What I hope for is that the output will tell me (exemplary): "age does not explain the difference between the two cohorts, but difficulty had a more drastic impact on success in cohort 1 than it had in cohort 2".

(I'll note that I don't know if something like this is even possible with GLMMs, I have just recently read up on them from what is available on the Internet. If there are any "must read" articles or books on the topic I would be interested too.)

[1] I'll leave the additional question about the second trial out for now.

Answer 1

I believe that part of what you want to do is test the interaction between cohort and condition. This is most obvious in your statement about wanting to know about:

what changed between between $C_A$ of the the first cohort vs. $C_A$ of the second cohort

This can be easily determined through the following model, assuming that you code $C_A$ as 0, $C_B$ as 1, cohort 1 as 0, and cohort 2 as 1:

m1 <- success ~ cohort*condition + trial + age + difficulty + gender + (1|participant)

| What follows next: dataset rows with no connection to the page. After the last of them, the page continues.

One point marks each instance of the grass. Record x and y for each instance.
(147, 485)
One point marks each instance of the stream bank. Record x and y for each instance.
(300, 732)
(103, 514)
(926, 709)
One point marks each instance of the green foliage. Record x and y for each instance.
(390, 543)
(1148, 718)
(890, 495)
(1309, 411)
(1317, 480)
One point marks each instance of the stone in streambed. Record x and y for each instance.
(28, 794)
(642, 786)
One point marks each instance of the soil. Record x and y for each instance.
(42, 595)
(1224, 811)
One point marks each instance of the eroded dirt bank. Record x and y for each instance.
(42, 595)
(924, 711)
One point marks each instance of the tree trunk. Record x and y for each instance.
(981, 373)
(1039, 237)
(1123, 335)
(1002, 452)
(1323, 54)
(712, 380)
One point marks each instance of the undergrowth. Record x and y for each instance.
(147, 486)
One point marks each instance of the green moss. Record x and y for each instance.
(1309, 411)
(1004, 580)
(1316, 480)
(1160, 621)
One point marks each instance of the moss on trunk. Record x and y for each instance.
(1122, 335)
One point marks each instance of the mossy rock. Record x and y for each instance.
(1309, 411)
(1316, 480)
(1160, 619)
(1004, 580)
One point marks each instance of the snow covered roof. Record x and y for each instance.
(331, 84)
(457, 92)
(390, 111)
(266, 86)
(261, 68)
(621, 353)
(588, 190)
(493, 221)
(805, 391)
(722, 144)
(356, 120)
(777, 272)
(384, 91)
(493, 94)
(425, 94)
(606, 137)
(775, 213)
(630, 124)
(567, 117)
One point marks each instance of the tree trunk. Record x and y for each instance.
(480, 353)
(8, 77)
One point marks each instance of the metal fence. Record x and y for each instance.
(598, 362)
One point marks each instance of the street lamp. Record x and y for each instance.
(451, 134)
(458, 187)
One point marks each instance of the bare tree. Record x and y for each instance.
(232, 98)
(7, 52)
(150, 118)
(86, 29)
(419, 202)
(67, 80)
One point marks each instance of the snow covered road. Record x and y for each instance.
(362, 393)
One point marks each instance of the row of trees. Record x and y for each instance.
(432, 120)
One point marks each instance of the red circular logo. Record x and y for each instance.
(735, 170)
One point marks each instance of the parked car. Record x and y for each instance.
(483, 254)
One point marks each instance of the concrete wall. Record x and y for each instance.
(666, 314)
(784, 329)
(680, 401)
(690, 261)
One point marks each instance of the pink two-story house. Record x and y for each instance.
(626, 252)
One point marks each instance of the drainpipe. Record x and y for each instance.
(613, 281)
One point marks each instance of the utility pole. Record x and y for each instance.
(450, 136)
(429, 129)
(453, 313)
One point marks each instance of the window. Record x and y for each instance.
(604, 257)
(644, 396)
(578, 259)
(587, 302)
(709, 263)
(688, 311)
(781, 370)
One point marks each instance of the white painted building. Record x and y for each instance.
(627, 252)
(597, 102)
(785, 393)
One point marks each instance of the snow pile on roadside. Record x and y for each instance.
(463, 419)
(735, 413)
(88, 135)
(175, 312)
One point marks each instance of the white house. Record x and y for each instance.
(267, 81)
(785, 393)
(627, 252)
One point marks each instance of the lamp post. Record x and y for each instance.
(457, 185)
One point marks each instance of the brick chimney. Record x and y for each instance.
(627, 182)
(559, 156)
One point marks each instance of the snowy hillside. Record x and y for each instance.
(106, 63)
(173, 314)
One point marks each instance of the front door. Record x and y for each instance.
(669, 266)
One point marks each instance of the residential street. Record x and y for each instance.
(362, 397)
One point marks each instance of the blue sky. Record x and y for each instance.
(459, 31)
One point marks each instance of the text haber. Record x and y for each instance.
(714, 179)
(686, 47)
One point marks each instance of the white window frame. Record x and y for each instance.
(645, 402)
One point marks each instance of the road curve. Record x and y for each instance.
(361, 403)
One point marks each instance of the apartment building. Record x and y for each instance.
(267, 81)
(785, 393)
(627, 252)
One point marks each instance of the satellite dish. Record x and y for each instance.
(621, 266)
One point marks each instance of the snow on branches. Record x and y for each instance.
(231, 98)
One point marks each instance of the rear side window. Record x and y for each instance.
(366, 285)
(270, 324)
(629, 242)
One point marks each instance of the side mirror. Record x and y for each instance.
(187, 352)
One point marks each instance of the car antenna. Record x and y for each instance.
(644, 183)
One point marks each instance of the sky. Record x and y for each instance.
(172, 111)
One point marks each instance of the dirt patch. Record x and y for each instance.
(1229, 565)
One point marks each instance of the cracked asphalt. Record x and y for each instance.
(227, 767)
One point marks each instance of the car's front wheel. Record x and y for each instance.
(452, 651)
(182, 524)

The coefficient for cohort indicates the difference in log odds between cohort 1 and 2 at condition==0, which if you've coded condition as suggested would be $C_A$.

Then you mention:

Ideally with the additional information of "what changed between cohort 1 and 2 in $C_A$ that has not changed between cohort 1 and 2 in $C_B$.

Going through the logic of the coefficients for the interaction, remember that the (Intercept) is giving you the log odds for individuals with 0 on condition and cohort, so folks in cohort 1 and $C_A$.

The coefficient for condition indicates the difference in log odds between $C_A$ and $C_B$ for cohort==0, which again, if you've recoded as suggested this would be cohort 1.

Then you have the coefficient of the interaction term, in R this will print as cohort:condition. This tells you the log odds for individuals having the 1 values for cohort and condition, so folks who were in cohort 2 and $C_B$. You can also interpret this as the difference in log odds for $C_B$ associated with going from cohort 1 to 2.

Thus, in order to test whether there was a difference in the contrast between cohort 1 and 2 in $C_A$ than the contrast between cohort 1 and 2 in $C_B$, you would need to run a post-estimation test of the equality of the coefficients for cohort and cohort:condition. You can use glht() in the multcomp() package in R for this or possibly emmeans(). I'm not sure how this would be implemented in statsmodels.

Edit in response to updated question

I am interested in the question "what factor can explain a difference in success between the two conditions in the first trial".

To answer this question for age, for example, you need to add a further three-way interaction between condition, trial, and age, which I'll write out all the terms this will expand to:

m2 <- success ~ cohort + condition + trial + age + condition:trial + condition:age + trial:age + condition:trial:age + difficulty + gender + (1|participant)

Three-way interactions are somewhat challenging to interpret. Remember that the main effects of interaction terms are interpreted as the coefficient for that variable when the variable it is interacted with is 0. Explaining each of the interaction terms would take a lot of text. Instead of me doing that I suggest that you use a package such as effects() or ggeffects() in R to get the marginal means for various permutations of these variables and plot them.